Reflection

What designing an AI learning-plan generator taught me

A first-person look at the instructional-design decisions behind the platform — why personalization at scale is the problem worth solving, and why the right answer keeps the AI in the role of assistant and the educator in the role of author.

Why personalization at scale is the central problem

I have watched too many teachers know exactly what a student needs and have no way to act on it for everyone at once. Individualized learning is not a mystery of pedagogy; it is a problem of time and arithmetic. A genuinely personal plan takes hours, and no one has hours times a hundred and fifty. So I started here deliberately: the central instructional-design problem of our moment is not whether we can personalize — it is whether we can personalize for every learner at a scale a human can sustain. Everything else in this build is downstream of that question.

Designing AI as a planning assistant, not a decision-maker

The most important design decision was a refusal.
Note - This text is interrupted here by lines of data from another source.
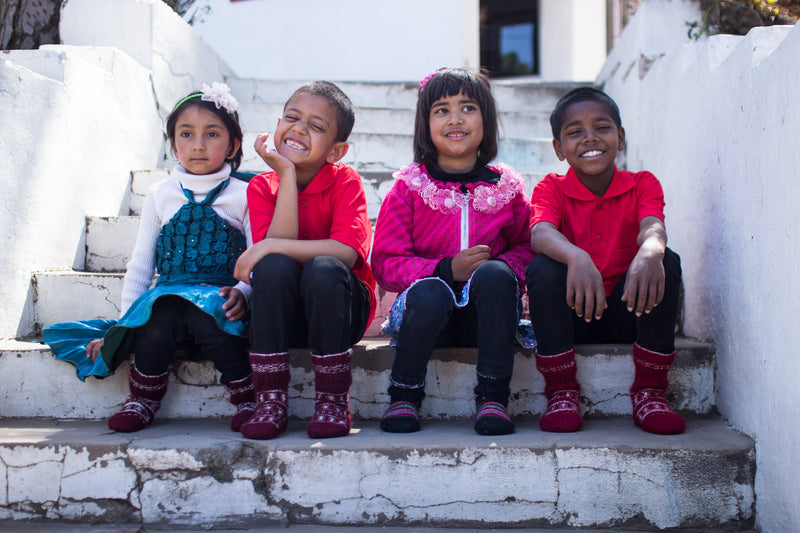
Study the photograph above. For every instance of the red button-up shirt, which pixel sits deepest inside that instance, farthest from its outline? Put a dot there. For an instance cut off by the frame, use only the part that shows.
(332, 206)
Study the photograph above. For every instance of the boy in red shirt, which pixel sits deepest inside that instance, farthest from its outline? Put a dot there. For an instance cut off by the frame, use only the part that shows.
(312, 286)
(603, 272)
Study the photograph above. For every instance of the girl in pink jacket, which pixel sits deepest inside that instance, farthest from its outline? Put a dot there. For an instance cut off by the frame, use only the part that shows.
(452, 239)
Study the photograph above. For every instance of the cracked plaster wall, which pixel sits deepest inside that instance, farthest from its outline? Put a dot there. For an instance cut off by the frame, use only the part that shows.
(715, 120)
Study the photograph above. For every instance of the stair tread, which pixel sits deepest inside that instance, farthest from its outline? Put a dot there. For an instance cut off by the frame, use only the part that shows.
(703, 434)
(188, 472)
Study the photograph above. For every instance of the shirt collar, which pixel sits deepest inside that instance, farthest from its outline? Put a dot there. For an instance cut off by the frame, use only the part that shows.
(321, 180)
(621, 183)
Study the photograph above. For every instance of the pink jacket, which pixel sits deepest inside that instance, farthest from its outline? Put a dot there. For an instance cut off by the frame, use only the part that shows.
(421, 221)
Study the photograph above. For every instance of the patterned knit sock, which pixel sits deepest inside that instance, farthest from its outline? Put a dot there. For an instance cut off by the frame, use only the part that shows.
(491, 400)
(562, 390)
(401, 417)
(145, 399)
(271, 383)
(492, 419)
(651, 411)
(243, 397)
(333, 377)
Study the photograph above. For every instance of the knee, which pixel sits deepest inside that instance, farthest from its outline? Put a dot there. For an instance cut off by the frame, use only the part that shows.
(430, 295)
(497, 276)
(544, 273)
(273, 267)
(324, 273)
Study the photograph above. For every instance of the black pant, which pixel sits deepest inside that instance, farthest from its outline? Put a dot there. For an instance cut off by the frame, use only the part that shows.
(558, 328)
(321, 305)
(176, 324)
(431, 319)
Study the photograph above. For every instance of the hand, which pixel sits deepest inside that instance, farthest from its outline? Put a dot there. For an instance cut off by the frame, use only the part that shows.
(277, 162)
(466, 261)
(93, 349)
(586, 294)
(644, 285)
(235, 304)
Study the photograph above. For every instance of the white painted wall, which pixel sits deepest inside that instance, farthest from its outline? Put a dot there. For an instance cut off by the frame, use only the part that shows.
(717, 122)
(368, 40)
(73, 121)
(572, 39)
(76, 120)
(344, 40)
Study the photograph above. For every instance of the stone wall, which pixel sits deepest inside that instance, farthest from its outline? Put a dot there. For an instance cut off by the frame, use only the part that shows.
(716, 121)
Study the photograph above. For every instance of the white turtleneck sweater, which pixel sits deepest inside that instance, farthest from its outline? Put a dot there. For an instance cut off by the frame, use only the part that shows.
(164, 199)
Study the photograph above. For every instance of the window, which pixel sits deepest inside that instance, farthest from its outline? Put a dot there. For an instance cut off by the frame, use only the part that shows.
(508, 37)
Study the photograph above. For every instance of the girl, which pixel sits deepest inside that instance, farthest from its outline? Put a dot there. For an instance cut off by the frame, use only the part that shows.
(452, 239)
(194, 225)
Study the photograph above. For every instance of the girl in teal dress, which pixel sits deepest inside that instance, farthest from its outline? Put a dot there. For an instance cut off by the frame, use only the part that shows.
(194, 225)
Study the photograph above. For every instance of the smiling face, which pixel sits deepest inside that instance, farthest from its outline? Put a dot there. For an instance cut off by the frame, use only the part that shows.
(589, 140)
(201, 142)
(306, 134)
(456, 126)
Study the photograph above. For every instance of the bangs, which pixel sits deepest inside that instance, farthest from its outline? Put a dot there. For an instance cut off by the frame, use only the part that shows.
(449, 83)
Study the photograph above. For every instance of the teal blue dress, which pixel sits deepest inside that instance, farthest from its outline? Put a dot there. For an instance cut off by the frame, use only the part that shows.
(196, 252)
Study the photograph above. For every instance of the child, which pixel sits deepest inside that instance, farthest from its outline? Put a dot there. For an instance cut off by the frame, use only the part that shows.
(452, 239)
(193, 227)
(312, 285)
(603, 273)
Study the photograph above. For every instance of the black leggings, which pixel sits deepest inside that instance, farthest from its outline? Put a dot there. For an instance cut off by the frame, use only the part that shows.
(431, 319)
(558, 328)
(321, 305)
(175, 324)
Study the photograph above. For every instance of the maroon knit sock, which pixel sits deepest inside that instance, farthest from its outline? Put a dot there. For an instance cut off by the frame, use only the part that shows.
(145, 399)
(333, 377)
(562, 390)
(243, 397)
(651, 411)
(271, 383)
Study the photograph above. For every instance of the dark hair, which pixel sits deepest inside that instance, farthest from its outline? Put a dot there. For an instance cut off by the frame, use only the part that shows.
(345, 115)
(582, 94)
(231, 121)
(448, 82)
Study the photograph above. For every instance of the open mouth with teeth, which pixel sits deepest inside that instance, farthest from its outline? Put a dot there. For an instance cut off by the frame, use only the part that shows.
(294, 145)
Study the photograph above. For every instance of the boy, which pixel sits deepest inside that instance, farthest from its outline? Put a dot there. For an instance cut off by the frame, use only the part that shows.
(312, 286)
(603, 272)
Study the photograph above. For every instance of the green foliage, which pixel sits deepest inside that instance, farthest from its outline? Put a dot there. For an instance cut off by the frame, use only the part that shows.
(737, 17)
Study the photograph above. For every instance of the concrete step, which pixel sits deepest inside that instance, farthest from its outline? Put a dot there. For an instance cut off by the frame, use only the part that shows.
(605, 373)
(184, 474)
(110, 242)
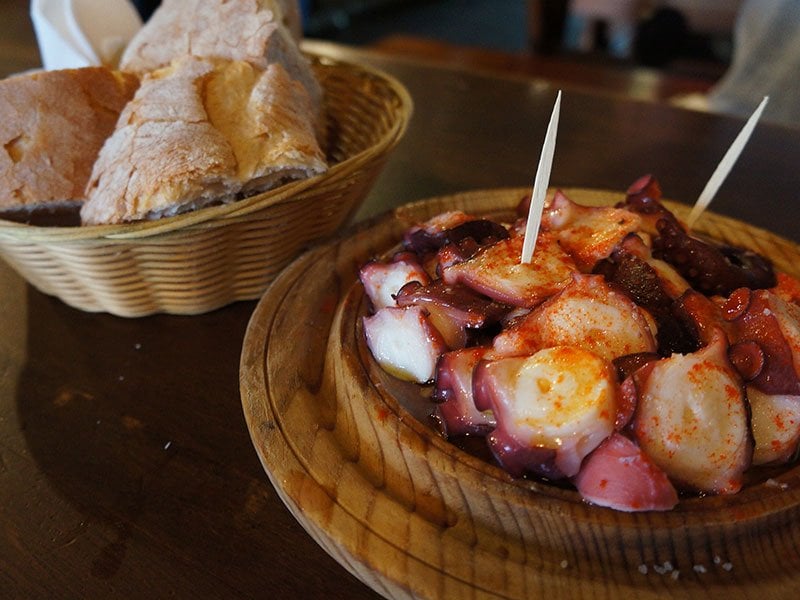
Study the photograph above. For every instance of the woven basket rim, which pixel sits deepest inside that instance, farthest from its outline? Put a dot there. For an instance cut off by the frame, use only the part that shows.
(211, 215)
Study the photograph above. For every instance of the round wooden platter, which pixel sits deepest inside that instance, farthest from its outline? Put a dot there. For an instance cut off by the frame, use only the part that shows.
(352, 456)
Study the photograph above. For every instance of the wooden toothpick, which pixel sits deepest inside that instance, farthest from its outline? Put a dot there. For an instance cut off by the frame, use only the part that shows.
(725, 165)
(540, 184)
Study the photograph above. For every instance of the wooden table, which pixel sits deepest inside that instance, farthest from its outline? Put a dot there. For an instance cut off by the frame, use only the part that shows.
(126, 468)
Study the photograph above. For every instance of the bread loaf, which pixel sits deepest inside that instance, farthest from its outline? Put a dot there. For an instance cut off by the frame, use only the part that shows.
(261, 32)
(203, 131)
(52, 126)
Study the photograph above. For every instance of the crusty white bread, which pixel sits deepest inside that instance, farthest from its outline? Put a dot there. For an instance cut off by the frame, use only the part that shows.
(202, 131)
(261, 32)
(52, 126)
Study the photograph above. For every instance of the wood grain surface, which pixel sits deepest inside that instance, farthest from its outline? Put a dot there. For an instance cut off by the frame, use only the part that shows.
(413, 516)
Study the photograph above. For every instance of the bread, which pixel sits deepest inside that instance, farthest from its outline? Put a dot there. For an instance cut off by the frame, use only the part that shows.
(52, 126)
(202, 131)
(261, 32)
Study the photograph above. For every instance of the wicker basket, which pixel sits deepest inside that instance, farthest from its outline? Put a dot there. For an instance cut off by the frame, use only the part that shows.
(200, 261)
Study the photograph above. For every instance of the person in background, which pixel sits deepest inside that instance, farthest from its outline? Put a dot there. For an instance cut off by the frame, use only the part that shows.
(766, 62)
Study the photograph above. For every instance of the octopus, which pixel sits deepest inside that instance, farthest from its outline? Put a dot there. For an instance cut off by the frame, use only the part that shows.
(631, 359)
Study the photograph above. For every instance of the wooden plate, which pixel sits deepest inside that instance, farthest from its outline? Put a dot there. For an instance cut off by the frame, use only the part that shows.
(411, 515)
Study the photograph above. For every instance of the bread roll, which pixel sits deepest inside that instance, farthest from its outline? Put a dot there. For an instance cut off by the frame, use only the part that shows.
(52, 126)
(202, 131)
(260, 32)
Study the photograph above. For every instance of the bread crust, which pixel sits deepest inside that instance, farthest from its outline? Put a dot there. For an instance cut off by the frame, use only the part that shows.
(260, 32)
(52, 126)
(202, 131)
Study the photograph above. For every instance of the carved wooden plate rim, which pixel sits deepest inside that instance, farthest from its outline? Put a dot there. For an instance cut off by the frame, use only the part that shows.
(413, 516)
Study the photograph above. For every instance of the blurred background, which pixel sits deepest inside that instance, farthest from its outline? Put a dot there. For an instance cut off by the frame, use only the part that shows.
(722, 55)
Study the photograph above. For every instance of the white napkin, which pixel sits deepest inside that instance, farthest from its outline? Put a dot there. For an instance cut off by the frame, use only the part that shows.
(80, 33)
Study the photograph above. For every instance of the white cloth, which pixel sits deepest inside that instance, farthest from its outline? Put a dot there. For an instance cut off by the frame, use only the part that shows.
(766, 62)
(81, 33)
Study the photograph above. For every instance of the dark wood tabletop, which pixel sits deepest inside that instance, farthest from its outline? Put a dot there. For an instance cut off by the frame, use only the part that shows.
(126, 467)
I would not build a system that decides for students. The AI here does the exhausting first-draft work — synthesizing evidence into a complete plan with goals, strategies, supports, and enrichment — and then it stops and hands the pen back. The educator reviews, edits, and approves. I kept asking myself one test: if this recommendation is wrong, who catches it? As long as the answer is "a professional who knows the child, before anything reaches the student," the design is sound. The moment the AI could quietly act on a learner, it would stop being an assistant and start being a risk.

Explainability and educator approval

A draft an educator cannot interrogate is a draft they should not trust, so I made rationale a first-class citizen rather than a footnote. Every recommendation carries why it surfaced and which evidence informed it. That serves two purposes: it lets a teacher weigh the suggestion against what they know firsthand, and it makes approval a real act of judgment instead of a rubber stamp. I came to see explainability and approval as a single mechanism — transparency is what makes human oversight more than a formality.

UX for warmth and student voice

It would have been easy to render a child as a dashboard of scores. I worked hard not to. Every plan opens with the whole learner and the student's own strengths, interests, and preferences, and the visual system is intentionally warm — encouraging, calm, framing learners by possibility rather than deficit. I wanted a teacher to feel, opening a plan, that they were meeting a person. Student voice is not decoration here; it is an input the plan is built around, because a plan a student recognizes as theirs is a plan they will actually own.

Integrating MTSS and UDL into software

Personalization without proven structure is just improvisation, so I built the platform on practice educators already trust. MTSS gives the plan its tiers — universal, targeted, intensive — with ownership and timelines, and UDL shapes the recommendations themselves toward multiple means of engagement, representation, and expression. Translating those frameworks into software taught me to treat them not as compliance checkboxes but as the grammar of a good plan: the same engine that scaffolds a struggle should stretch a strength, and barriers should be designed out from the start rather than retrofitted.

What it demonstrates

This build is evidence of a particular point of view: that responsible AI in education means drafting and explaining, never deciding; that personalization at scale is achievable when software does the heavy first-draft work and humans keep authorship; and that a scalable individual-learning-plan system can be warm, transparent, equitable, and grounded in MTSS and UDL all at once. It is a demonstration of instructional design and enterprise edtech thinking applied to the hardest version of the personalization problem.

What this demonstrates about responsible, scalable ILP systems

Stepping back, the platform argues that the tension people assume — between scale and care, between AI and professional judgment — is largely false when the roles are drawn correctly. AI can carry the volume; educators can keep the meaning. Done this way, a learning-plan system gets more personal as it gets bigger, because the constraint it removes is the one that forced teachers to teach to the average. That, to me, is what responsible, scalable individual-learning-plan systems should demonstrate: more personalization, less burnout, and not one decision about a child taken out of human hands.

What I'd build next

If I carried this forward, I would make the assistant more present without making it more powerful: voice coaching so planning and check-ins can happen hands-free, and adaptive recommendations that propose the next best step as fresh progress data arrives. I would connect plans to the tools classrooms already use through LMS integration and link goals to AI tutoring so a plan flows into practice. And I would extend the long view — career forecasting that ties today's strengths to tomorrow's pathways, and a mobile app that puts plans, goals, and family updates in a pocket. Every one of those, though, would keep the same rule: the AI proposes, and a human approves.